Hi, We have a IPSec/IKEV2 Server running in PFSense 2.4.4-RELEASE-p3 (amd64). The VPN server serves an average of 40 concurrent mobile clients. Each phase 1 tunnel created has three phase 2 tunnels. When the "reqid" variable reaches the value "16384", the "trap not found" error logged in the logs below occurs and users can connect but cannot traffic over the VPN. In my environment this value is reached approximately every 30 days. To resolve the issue, I need to stop the VPN service and start it again for the variable to be reset. Logs samples: Aug 18 20:12:10 vpn2 charon: 02[KNL] creating acquire job for policy serverIP/32|/0 === clientIP/32|/0 with reqid {16384} Aug 18 20:12:10 vpn2 charon: 13[CFG] trap not found, unable to acquire reqid 16384 Dec 11 11:34:34 vpn2 charon: 14[KNL] creating acquire job for policy serverIP/32|/0 === clientIP/32|/0 with reqid {16384} Dec 11 11:34:34 vpn2 charon: 01[CFG] trap not found, unable to acquire reqid 16384 Strongswan developer response: That because of IPSEC_MANUAL_REQID_MAX (0x3fff == 16383), file "include/uapi/linux/ipsec.h". Which is a strangely low limit (at least for keying daemons like strongSwan that manage reqids themselves) since reqids are 32-bit numbers. reqids are currently allocated sequentially using a sttic counter (source:src/libcharon/kernel/kernel_interface.c#L328). The code that allocates them does not know anything about the limit above (it doesn't even know or care that it runs on a FreeBSD kernel). My report: https://forum.netgate.com/topic/148857/ipsec-ikev2-error-trap-not-found-unable-to-acquire-reqid Others reports: https://wiki.strongswan.org/issues/2315 https://lists.strongswan.org/pipermail/dev/2018-August/001929.html
(In reply to Geovane from comment #0) FreeBSD already contains a suitable allocator in "sys/kern/subr_unit.c".
Andrey, can you comment this?
(In reply to crest from comment #1) Hi, The StrongSwan team answered: "Which doesn't seem related to the issue. Probably someone replied to the wrong email thread." Thanks
IPSEC_MANUAL_REQID_MAX is not FreeBSD-specific; it is also 0x3fff on Linux.
Anyway, the comment in the header is clear enough: REQIDs over 0x3fff are reserved for the kernel. Linux uses this range for the kernel as well (see net/key/af_key.c#L1915, gen_reqid()).
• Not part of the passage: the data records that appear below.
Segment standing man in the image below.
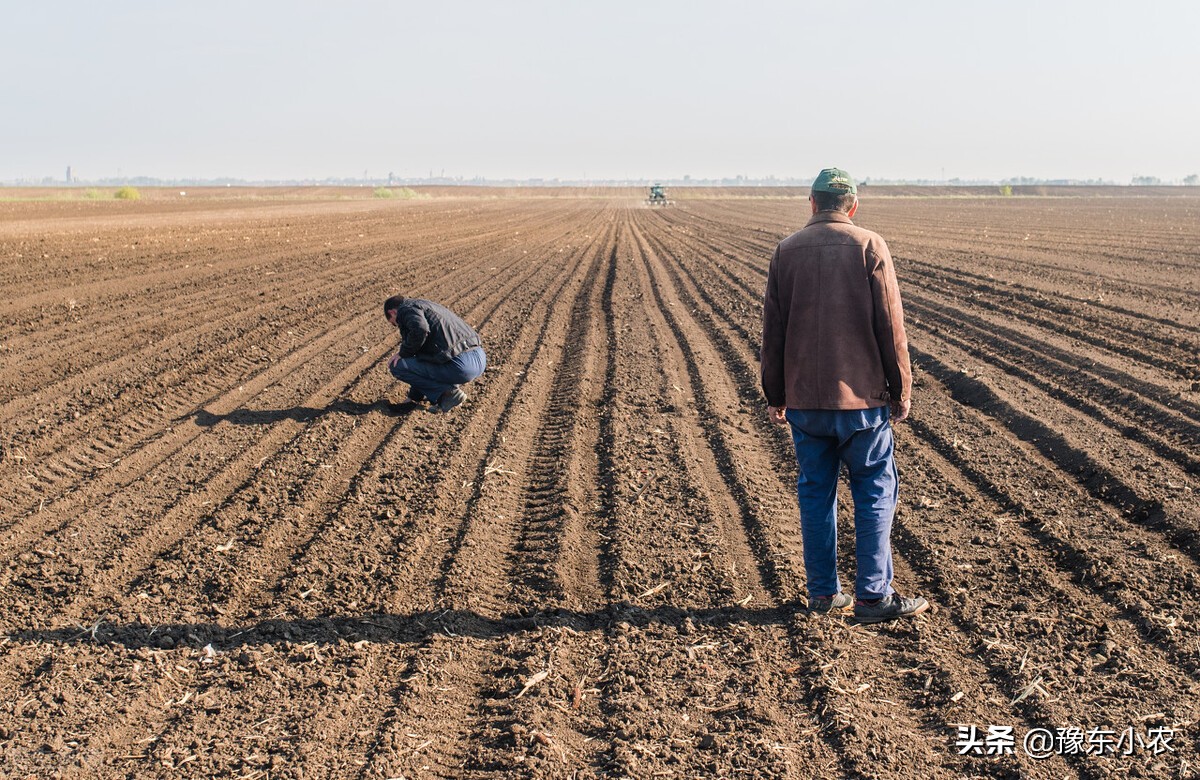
[383,295,487,412]
[762,168,929,623]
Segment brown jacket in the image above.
[762,211,912,409]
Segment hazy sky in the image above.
[0,0,1200,184]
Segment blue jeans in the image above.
[787,407,899,599]
[390,347,487,402]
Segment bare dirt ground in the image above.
[0,191,1200,780]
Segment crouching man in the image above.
[383,295,487,412]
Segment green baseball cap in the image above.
[812,168,858,194]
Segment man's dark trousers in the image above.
[391,347,487,402]
[787,407,899,599]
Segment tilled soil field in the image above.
[0,191,1200,780]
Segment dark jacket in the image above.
[396,298,482,362]
[762,211,912,409]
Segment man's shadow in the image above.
[179,398,420,427]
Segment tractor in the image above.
[646,184,674,206]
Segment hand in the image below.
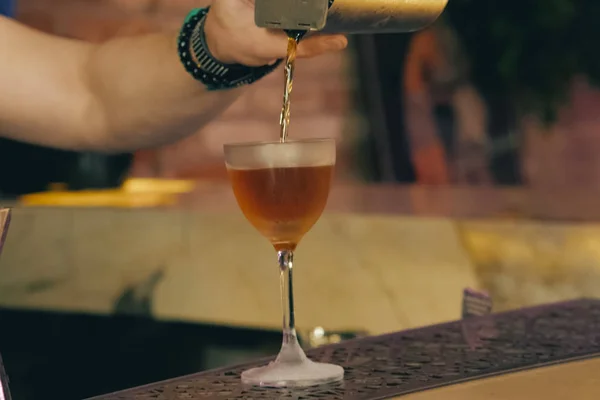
[204,0,348,67]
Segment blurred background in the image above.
[0,0,600,400]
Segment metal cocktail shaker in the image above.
[255,0,448,33]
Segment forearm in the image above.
[84,30,243,151]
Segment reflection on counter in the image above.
[19,178,196,208]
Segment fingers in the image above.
[297,35,348,58]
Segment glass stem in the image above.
[277,250,306,362]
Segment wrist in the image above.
[177,7,281,90]
[203,10,237,64]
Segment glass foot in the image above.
[242,359,344,387]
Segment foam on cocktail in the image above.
[225,139,335,169]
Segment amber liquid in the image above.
[229,165,333,251]
[279,34,300,143]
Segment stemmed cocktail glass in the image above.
[225,139,344,387]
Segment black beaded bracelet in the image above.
[177,7,283,90]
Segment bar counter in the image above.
[0,182,600,334]
[88,300,600,400]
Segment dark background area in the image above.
[0,309,281,400]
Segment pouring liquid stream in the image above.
[279,34,300,143]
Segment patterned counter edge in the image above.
[90,299,600,400]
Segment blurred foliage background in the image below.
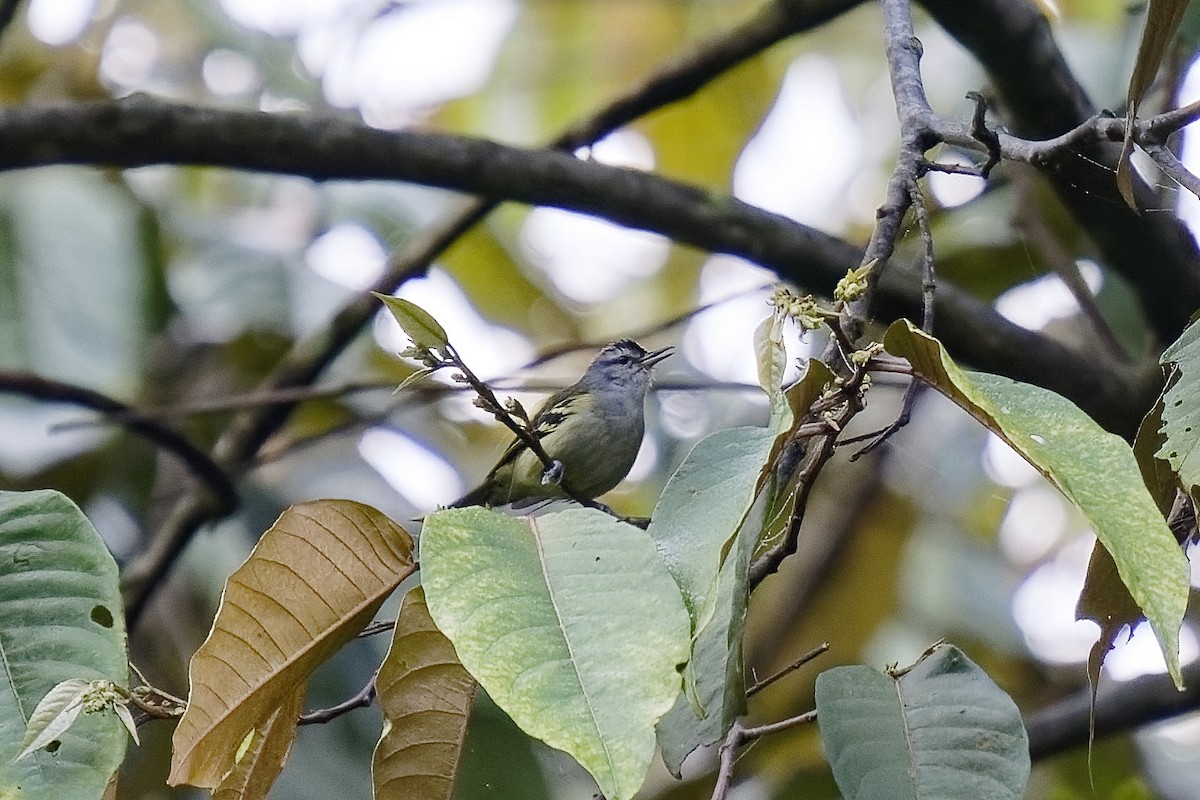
[0,0,1200,800]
They simply ignore bogus user requests for higher numbers: https://github.com/torvalds/linux/blob/master/net/key/af_key.c#L1959 if (t->reqid > IPSEC_MANUAL_REQID_MAX) t->reqid = 0;
In fact, FreeBSD does something similar, but produces a warning first (ipseclog LOG_DEBUG, "reqid=%d range violation, updated by kernel"). That code is present since 2002. I can't tell if libcharon is broken on Linux and merely doesn't observe it there, or if it's just poorly designed. I don't know if pfsense has any modifications to FreeBSD in this area that might be relevant. Can you reproduce the problem on FreeBSD, or just pfsense?
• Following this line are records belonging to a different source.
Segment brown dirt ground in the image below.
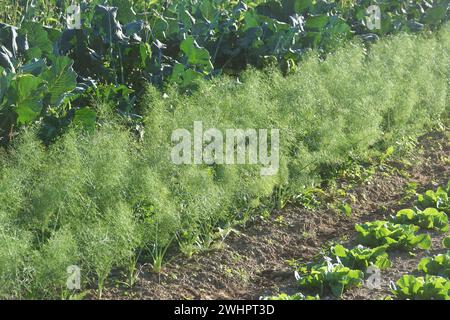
[103,132,450,299]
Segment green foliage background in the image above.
[0,26,450,298]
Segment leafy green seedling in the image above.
[391,275,450,300]
[355,220,431,250]
[331,244,391,271]
[417,251,450,278]
[262,292,320,300]
[392,208,448,232]
[296,258,364,298]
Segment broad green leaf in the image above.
[442,236,450,249]
[42,56,77,107]
[180,36,213,71]
[305,15,329,30]
[8,74,45,124]
[20,21,53,59]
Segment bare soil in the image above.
[103,132,450,299]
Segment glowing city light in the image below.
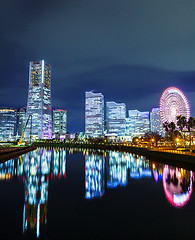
[159,87,190,123]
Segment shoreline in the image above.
[0,145,37,163]
[34,142,195,170]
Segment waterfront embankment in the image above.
[0,145,36,163]
[35,142,195,168]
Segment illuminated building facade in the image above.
[16,108,26,138]
[106,102,126,136]
[25,60,52,139]
[150,108,164,135]
[126,110,150,135]
[0,108,16,141]
[53,109,67,138]
[85,91,104,137]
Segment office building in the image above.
[85,91,104,137]
[150,108,164,135]
[106,102,126,136]
[15,107,26,139]
[53,109,67,138]
[0,108,16,141]
[126,110,150,136]
[25,60,52,139]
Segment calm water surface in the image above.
[0,148,195,239]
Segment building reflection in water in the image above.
[85,151,105,199]
[163,165,194,208]
[107,151,129,188]
[0,149,66,237]
[85,151,194,207]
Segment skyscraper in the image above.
[85,91,104,137]
[0,108,16,141]
[106,102,126,136]
[25,60,52,139]
[150,108,163,135]
[53,109,67,138]
[16,108,26,138]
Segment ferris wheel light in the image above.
[159,87,190,123]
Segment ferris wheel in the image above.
[159,87,190,124]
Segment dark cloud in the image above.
[0,0,195,131]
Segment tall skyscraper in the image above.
[106,102,126,136]
[85,91,104,137]
[150,108,164,135]
[53,109,67,138]
[25,60,52,139]
[126,110,150,135]
[0,108,16,141]
[16,108,26,138]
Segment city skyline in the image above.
[0,0,195,132]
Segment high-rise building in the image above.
[15,107,26,138]
[126,110,150,135]
[85,91,104,137]
[0,108,16,141]
[25,60,52,139]
[53,109,67,138]
[150,108,164,135]
[106,102,126,136]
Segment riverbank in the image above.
[0,145,37,163]
[35,142,195,168]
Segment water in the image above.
[0,148,195,239]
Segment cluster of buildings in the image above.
[0,60,67,141]
[85,91,163,138]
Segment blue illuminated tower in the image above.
[106,102,126,136]
[25,60,52,139]
[85,91,104,137]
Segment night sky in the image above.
[0,0,195,132]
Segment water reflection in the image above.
[0,149,66,237]
[85,152,105,199]
[0,148,194,237]
[85,151,194,207]
[163,165,194,207]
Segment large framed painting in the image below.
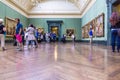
[38,28,44,34]
[82,27,85,38]
[84,24,90,38]
[95,14,104,37]
[5,17,17,37]
[66,29,74,36]
[89,19,96,37]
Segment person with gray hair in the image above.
[0,19,6,51]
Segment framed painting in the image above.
[82,26,85,38]
[84,24,90,38]
[5,17,17,37]
[95,14,104,37]
[66,29,74,36]
[89,19,96,37]
[38,28,44,34]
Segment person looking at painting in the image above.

(In reply to Conrad Meyer from comment #6) Hi Conrad, Unfortunately, in our environment we have only one PFSense VPN server with enough demand to reach the 16k limit of the "reqid" variable. It seems the StrongSwan team is working on a variable reuse solution after my report: https://wiki.strongswan.org/issues/2315 Thnak you. Geovane
It seems the problem is fixed since Strongswan 5.8.3.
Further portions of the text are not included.